AST-facing diagnostics must follow `12` identity and attribution rules.
For conformance, required diagnostic identity is keyed by stable machine fields, not rendered sentence text.
## 12. Conformance and Gate U Evidence
AST conformance evidence is provided through Gate U fixtures as defined in `docs/specs/compiler/13. Conformance Test Specification.md`.

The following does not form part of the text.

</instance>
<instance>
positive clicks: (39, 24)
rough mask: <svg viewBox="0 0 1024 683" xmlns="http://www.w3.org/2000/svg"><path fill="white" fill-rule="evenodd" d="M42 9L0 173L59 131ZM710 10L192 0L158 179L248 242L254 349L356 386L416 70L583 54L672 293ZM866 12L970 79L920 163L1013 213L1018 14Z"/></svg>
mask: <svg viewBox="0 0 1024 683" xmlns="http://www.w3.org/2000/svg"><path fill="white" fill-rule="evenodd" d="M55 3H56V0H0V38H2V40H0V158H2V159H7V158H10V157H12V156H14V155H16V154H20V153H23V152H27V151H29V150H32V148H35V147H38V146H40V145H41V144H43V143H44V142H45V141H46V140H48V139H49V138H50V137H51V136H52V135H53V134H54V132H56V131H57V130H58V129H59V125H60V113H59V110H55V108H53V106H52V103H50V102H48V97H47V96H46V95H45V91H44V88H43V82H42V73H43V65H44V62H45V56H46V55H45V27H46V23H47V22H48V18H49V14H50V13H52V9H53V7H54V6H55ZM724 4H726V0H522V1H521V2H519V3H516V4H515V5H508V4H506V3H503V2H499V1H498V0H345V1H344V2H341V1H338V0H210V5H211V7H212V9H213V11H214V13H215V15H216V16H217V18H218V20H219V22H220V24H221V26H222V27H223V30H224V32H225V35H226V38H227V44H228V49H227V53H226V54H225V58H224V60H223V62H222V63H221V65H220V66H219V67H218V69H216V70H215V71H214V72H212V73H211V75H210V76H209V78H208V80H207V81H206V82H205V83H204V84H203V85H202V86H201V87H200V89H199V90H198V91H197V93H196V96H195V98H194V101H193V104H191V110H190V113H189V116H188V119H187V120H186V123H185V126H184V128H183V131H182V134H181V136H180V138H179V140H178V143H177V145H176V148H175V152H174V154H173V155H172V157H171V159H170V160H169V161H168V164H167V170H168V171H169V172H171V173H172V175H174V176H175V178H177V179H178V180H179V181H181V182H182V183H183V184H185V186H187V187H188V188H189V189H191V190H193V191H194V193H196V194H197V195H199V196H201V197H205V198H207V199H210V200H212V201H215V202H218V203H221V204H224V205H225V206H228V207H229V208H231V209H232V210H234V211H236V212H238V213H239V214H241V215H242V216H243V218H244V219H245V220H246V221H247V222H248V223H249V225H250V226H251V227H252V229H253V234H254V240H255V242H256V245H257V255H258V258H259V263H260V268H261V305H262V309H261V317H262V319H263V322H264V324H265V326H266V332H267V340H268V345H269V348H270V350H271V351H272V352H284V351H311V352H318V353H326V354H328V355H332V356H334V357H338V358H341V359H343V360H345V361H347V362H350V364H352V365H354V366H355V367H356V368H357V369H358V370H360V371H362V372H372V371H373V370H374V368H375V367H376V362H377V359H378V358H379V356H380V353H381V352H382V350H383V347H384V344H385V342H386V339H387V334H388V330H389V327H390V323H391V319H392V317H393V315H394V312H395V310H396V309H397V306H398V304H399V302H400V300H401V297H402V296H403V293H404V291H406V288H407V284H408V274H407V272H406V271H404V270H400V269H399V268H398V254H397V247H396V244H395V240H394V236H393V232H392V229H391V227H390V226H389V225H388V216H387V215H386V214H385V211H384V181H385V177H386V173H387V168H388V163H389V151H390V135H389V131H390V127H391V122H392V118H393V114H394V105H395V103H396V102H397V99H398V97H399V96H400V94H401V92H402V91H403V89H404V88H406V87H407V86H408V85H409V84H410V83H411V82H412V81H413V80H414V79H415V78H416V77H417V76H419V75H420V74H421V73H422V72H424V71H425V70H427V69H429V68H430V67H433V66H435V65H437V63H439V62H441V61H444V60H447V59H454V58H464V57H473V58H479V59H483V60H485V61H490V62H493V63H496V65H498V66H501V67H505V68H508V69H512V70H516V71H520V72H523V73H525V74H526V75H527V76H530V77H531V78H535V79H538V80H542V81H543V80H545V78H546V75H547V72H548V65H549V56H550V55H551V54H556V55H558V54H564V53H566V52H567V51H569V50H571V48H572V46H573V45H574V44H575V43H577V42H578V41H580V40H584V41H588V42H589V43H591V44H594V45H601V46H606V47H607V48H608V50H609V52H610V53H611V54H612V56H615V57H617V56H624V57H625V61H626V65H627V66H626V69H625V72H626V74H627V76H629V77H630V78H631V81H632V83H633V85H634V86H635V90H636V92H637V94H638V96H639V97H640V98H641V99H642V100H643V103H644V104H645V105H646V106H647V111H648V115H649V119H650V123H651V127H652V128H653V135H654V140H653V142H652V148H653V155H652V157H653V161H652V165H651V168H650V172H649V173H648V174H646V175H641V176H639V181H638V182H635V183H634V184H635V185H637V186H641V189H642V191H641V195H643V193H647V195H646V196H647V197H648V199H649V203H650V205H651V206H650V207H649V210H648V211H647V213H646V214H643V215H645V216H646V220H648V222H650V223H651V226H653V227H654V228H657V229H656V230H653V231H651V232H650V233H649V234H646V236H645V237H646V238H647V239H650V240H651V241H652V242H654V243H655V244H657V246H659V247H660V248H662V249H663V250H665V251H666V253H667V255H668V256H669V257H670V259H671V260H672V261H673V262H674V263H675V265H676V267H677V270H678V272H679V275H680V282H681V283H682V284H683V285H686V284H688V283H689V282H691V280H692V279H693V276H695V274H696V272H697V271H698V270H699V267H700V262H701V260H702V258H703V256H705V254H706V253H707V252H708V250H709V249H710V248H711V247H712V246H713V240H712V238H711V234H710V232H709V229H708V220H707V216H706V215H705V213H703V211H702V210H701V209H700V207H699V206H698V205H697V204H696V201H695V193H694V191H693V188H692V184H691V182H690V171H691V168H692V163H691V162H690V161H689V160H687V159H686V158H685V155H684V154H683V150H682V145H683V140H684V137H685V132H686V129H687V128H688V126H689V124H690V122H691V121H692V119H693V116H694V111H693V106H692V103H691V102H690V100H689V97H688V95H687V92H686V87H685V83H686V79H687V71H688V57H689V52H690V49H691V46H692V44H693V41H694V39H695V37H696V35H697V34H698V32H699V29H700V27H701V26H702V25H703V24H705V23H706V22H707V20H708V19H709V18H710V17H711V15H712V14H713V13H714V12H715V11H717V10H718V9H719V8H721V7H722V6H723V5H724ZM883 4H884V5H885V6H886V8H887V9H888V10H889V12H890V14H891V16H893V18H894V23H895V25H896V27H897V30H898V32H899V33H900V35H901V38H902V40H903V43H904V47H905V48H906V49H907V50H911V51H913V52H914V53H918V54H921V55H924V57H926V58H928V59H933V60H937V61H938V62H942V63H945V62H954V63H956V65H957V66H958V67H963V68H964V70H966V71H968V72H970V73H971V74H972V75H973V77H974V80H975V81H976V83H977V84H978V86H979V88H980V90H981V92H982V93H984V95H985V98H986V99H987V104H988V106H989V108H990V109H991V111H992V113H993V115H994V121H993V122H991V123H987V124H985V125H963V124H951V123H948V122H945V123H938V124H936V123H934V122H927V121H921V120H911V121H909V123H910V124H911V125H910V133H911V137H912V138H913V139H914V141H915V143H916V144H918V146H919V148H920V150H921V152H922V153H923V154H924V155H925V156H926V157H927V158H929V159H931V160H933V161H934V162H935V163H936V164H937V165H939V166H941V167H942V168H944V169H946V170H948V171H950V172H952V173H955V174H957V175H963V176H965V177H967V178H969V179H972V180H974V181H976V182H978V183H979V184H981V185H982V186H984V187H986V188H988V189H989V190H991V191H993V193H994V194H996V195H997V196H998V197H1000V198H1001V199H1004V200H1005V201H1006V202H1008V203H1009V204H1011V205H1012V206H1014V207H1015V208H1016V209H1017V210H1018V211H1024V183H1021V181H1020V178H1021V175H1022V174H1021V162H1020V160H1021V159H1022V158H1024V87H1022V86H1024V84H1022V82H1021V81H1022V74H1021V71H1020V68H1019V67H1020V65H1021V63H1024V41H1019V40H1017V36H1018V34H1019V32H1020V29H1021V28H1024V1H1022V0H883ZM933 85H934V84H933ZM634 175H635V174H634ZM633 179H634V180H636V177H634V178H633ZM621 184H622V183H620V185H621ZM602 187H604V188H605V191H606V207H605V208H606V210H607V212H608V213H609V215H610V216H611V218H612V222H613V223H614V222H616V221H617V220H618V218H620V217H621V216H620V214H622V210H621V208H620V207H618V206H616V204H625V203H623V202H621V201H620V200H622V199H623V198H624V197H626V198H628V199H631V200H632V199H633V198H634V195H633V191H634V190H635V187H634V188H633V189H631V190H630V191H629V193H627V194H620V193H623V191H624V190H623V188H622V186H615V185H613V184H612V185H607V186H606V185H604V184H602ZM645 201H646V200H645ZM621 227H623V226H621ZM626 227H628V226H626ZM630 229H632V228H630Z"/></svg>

At minimum, Gate U must include:
1. representative valid AST fixtures for mandatory declaration/statement/expression families;
2. malformed/recovery fixtures with deterministic rejection assertions;
3. attribution assertions (`file/start/end`) on required nodes;
4. precedence/associativity shape assertions for representative expressions;
5. mandatory negative families:
- unexpected token in declaration context,
- missing required closer (`)`, `}`, or `;`) as applicable,
- forbidden non-associative chains,
- unsupported forms outside the active syntax slice.
## 13. Non-Goals
- Freezing one parser implementation architecture.
- Replacing static semantics/linking decisions with AST-only rules.
- Defining backend/runtime/bytecode/verifier behavior.
## 14. Exit Criteria
This document is healthy when:
1. mandatory AST families and metadata are explicit,
2. recovery/rejection invariants are explicit and test-backed,
3. attribution invariants are explicit and test-backed,
4. lowering preconditions consumed by `13` are unambiguous.